Construction of the 18th annual Snow King Winter Festival snow castle, sitting directly on Yellowknife Bay, is progressing well, according to reigning Snow King and festival founder Anthony Foliot.
The month-long festival begins Mar. 1 and is one of Yellowknife’s largest draws for tourism. It includes live entertainment, art exhibits, a film festival and much more, all happening within the frozen fortress built entirely of ice and snow.
Construction begins every New Year’s Day to have the castle ready on time, Foliot said.
“We actually cut the ice in November, just when it’s starting to form. Then we stack it all up for windows, stair treads and table tops,” Foliot said.

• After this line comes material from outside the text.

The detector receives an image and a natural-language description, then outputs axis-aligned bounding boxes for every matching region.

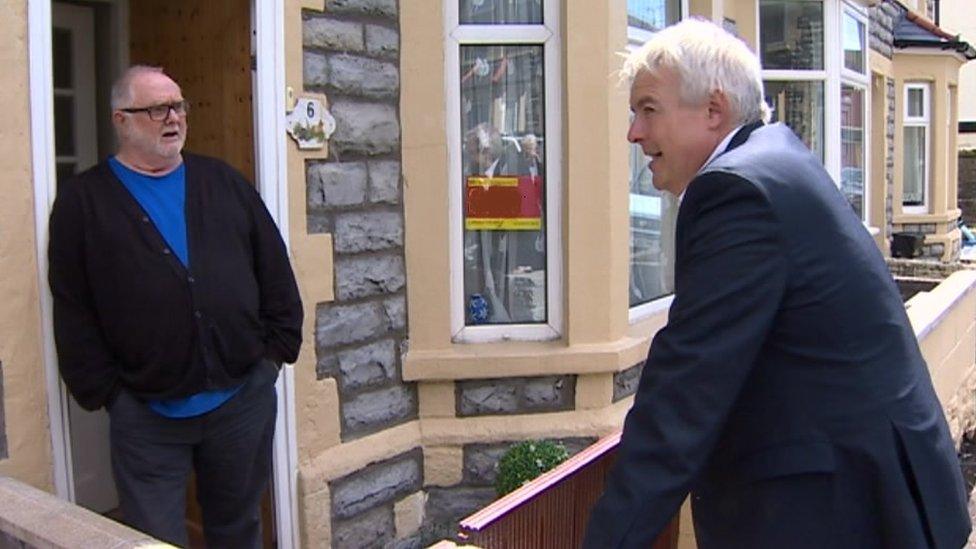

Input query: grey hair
[110,65,167,110]
[621,18,770,125]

They cut 300 blocks, 4 feet by 20 inches by 20 inches. Foliot has a number of specialized winter tools to get the job done, including a 6.5-foot ice saw and 4-foot snow saw.
The glistening white structure will measure about 100 by 75 feet overall, Foliot said, noting it all depends on how much snow they can get their hands on.
“Right now we’re running out of snow out here…Might have to get some of it transported onto the bay.”
The Snow King’s crew has blown about 130 tonnes of snow into the castle walls since Jan. 18. On Jan. 23 alone they poured 45 tonnes of snow.
Conditions are far from ideal for building an entire castle, complete with a main hall, chapel, second storey and four grottos. Foliot said there was an ugly east wind blowing snow sideways at them last week with temperatures in the -30C range.
“The cold can wreak havoc on the machines. But we’re not amateurs. We’re all artisans and we love it.”
Most of Foliot’s staff are volunteers, but he does have a couple of paid workers as the festival has grown in popularity and gained support from the government and community. Some members of the crew have been building the snow castle for the past five to eight years, he said.
The Snow King Winter Festival was a direct response to Yellowknife’s former winter festival, the Caribou Carnival, which was “only a two-day thing and if you missed it, that was it,” Foliot said. “I thought, well, we’re a winter city – we should have more in the winter. So I did my own thing.”
The idea for a public castle came to him almost two decades ago when his son and the neighbourhood children were making a simple snow fort in the Woodyard area of the city.
The Snow King and a friend, now known as Sir Shiverin’ Sam, went out to help the children and when the young ones headed inside to warm up, Foliot and Sam stayed outside to finish.
It all snowballed from there, Foliot chuckled.
Season passes for the festival are $20 for children and $25 for adults. Day passes are $3 for children and $5 for adults. Evening passes are $10.